In full disclosure, I am a striver. I’m happiest when I’m working toward something — whether it’s a new work idea, business goal, or household project. I have generally thought this was one of the better parts of my personality, and yet, if I’m honest, there’s an underbelly to it. I’m rarely, if ever, satisfied.
I’m in good company. In her must-read book, Daring Greatly, researcher Brené Brown calls this phenomenon the culture of scarcity. From the moment we awake, our first thoughts are of what’s lacking: that we didn’t get enough sleep, or we’re late for work, or behind on a project. Brown writes, “Scarcity is the ‘never enough’ problem…Scarcity thrives in a culture where everyone is hyperaware of lack. Everything from safety and love to money and resources feels restricted or lacking.”
All too often, our self-worth is attached to what we achieve, produce, or accumulate. Our fix is to work harder. And we do. Americans work more hours now than at any other point in our country’s history. (For a preview of what may lie ahead, look at Japan, where they are literally dying from overwork. Termed karoshi, it’s inspired a national health campaign.)

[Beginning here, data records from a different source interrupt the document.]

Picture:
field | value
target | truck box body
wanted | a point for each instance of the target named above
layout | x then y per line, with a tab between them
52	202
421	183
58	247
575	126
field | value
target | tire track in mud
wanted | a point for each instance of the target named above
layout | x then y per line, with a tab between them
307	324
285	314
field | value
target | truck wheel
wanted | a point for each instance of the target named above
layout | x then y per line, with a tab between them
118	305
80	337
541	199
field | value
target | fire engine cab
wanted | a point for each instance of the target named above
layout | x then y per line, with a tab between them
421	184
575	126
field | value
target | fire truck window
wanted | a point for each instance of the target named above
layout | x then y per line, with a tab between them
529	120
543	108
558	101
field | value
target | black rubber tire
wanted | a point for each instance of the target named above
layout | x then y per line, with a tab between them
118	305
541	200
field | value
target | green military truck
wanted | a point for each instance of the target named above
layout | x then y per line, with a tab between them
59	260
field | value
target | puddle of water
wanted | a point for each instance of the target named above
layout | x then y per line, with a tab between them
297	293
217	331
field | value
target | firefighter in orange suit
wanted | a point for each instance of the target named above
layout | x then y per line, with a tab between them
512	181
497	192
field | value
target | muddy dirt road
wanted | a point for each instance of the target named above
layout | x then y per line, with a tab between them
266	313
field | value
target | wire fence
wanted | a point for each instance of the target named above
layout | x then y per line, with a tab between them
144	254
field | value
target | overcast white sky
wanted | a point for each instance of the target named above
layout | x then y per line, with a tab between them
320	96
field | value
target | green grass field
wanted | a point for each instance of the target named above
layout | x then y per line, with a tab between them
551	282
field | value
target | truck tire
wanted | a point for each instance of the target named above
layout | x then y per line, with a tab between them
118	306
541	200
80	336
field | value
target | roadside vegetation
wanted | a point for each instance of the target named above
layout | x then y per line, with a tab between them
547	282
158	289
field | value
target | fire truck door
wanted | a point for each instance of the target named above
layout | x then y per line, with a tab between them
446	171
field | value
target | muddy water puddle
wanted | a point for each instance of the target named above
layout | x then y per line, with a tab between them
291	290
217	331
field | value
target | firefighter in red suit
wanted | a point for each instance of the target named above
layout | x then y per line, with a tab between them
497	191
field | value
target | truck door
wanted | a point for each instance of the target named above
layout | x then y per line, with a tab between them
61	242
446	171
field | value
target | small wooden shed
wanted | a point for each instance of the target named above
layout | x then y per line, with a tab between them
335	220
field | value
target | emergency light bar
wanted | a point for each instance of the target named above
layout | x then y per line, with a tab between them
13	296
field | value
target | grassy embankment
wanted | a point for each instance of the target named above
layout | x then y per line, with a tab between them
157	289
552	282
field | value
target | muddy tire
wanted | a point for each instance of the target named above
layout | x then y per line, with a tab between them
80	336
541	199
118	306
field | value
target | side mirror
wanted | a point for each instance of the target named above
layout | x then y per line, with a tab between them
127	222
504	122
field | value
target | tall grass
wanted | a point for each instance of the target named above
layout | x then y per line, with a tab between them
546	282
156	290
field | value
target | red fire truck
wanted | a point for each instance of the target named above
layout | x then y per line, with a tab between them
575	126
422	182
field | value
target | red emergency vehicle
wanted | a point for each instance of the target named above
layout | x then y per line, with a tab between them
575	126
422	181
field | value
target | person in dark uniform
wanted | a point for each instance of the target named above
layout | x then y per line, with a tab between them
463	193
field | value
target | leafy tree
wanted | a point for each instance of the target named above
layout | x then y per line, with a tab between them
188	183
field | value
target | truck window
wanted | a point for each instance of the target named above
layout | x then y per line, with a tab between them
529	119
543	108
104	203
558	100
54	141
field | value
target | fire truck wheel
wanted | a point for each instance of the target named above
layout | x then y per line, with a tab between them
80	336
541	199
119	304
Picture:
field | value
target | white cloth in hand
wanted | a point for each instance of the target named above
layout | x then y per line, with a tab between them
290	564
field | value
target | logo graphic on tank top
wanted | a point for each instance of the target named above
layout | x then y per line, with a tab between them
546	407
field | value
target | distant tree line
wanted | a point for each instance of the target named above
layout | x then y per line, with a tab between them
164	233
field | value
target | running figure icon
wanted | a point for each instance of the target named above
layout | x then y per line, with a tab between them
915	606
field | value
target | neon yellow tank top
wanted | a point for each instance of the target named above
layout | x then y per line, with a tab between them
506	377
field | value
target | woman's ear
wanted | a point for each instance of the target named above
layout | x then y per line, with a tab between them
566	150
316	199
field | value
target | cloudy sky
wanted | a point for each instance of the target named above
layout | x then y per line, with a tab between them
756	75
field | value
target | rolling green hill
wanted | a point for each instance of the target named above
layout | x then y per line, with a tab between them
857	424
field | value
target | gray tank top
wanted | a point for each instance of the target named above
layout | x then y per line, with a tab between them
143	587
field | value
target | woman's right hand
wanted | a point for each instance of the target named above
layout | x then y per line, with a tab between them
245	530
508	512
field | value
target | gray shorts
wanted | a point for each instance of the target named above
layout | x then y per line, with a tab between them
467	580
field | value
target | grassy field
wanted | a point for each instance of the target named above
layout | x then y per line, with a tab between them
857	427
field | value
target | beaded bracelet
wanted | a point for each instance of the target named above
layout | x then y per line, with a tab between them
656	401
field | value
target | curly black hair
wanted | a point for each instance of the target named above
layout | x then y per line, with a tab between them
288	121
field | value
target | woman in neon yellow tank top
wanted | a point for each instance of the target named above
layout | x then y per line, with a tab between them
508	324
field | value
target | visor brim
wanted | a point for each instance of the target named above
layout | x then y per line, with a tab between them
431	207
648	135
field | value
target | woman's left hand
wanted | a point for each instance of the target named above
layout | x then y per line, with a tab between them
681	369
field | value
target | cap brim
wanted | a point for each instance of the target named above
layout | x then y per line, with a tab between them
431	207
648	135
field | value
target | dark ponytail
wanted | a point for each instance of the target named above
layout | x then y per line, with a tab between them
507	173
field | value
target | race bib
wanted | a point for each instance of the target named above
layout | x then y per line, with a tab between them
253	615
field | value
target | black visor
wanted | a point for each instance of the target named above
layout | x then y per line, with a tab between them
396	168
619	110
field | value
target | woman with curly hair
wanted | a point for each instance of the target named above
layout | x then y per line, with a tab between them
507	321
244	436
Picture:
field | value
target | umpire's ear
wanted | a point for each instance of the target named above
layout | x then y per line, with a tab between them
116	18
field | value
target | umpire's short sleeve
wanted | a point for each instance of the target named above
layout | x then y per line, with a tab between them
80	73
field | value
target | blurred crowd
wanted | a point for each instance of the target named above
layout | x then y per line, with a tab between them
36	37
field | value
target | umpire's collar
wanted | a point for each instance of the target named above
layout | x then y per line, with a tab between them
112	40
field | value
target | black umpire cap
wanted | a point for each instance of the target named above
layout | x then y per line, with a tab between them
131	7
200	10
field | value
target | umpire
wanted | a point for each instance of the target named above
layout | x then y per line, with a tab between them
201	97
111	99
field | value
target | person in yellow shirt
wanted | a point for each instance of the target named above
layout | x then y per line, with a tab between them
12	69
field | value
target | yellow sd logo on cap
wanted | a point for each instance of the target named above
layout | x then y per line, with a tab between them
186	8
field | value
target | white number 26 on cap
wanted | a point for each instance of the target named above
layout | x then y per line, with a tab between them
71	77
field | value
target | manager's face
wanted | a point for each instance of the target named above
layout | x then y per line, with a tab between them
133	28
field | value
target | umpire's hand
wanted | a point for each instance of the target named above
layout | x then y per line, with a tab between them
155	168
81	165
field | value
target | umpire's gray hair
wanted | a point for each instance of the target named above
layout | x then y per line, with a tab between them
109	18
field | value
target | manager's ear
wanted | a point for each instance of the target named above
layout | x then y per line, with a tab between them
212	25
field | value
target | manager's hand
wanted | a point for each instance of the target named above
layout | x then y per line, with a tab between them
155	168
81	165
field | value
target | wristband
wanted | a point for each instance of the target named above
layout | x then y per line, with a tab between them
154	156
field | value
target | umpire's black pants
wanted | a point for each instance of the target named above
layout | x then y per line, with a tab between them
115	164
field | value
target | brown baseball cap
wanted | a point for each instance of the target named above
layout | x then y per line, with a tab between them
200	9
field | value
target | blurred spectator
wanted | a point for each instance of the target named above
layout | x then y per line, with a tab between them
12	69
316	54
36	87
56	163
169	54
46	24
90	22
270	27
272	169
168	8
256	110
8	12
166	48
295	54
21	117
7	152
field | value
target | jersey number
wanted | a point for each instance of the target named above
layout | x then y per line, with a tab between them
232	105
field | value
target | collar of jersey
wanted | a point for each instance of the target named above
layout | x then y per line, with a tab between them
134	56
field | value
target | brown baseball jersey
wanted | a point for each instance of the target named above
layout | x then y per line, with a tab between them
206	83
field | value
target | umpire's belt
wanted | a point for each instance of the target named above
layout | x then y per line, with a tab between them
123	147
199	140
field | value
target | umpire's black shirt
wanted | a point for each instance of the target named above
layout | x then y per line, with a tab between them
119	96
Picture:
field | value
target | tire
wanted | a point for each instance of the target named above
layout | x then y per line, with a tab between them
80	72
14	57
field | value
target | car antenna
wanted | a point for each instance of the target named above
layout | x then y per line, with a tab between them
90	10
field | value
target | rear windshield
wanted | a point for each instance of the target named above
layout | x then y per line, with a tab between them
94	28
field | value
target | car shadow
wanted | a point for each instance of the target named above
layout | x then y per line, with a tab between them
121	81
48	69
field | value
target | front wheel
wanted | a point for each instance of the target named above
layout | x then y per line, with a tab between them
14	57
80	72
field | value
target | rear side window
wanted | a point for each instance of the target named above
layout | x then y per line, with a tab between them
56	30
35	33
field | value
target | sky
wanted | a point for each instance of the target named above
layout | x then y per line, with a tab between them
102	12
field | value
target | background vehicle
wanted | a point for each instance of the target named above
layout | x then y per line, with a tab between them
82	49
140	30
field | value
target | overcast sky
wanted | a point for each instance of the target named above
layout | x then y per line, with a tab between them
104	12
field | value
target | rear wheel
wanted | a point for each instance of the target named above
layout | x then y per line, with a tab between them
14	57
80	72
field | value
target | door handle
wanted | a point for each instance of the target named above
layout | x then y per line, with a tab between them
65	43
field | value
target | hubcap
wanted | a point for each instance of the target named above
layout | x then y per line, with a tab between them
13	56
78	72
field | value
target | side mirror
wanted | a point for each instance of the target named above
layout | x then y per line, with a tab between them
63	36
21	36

We’ve heard repeatedly that more work doesn’t bring happiness. Study after study shows that money, after getting above the line of self-sufficiency, does not improve life satisfaction. Fulfilling relationships, doing for others, a well-rounded life, and creative outlets all do.
Yet busyness lures us. A fellow entrepreneur and I were talking about this very topic, and pondering how much is enough. She shared this sentiment and it stuck for me: “the work is infinite, but your time is finite.” The tension between what you can do and what you should do will never go away, only your mindset can change.
So how do you determine when to be satisfied? Here’s what been helpful for me.
- Set an intention of enough. When you find yourself clamoring for the next promotion, sending one more email, or bringing on another client, make sure you’re doing it for positive reasons and not from a place of scarcity. It’s easy to mindlessly go through the motions without thinking through the outcomes. For every action, there’s a reaction — so choose wisely.
- When in doubt about an action, ask yourself: “For the sake of what?” This is a powerful question that forces us to examine the root causes of our behavior. With my coaching clients and myself, I’m amazed at how often the answer is: I have no idea.
- Have a regular personal strategy session to determine your goals for your career and your goals for your life. This doesn’t have to be an expansive process — one hour of thoughtful reflection can do wonders. Just be sure to hold this time at least once every year. We are often in complete conflict, i.e. I want to make double the money and have a more fulfilling family life. When you line them up, the contrast can be stark.
All this being said, I’m still glad I have a fire in my belly about my work and my life. Yet, I know for certain that there’s good ambition and unhealthy ambition. I’m still striving, but striving to stay on ambition’s good side.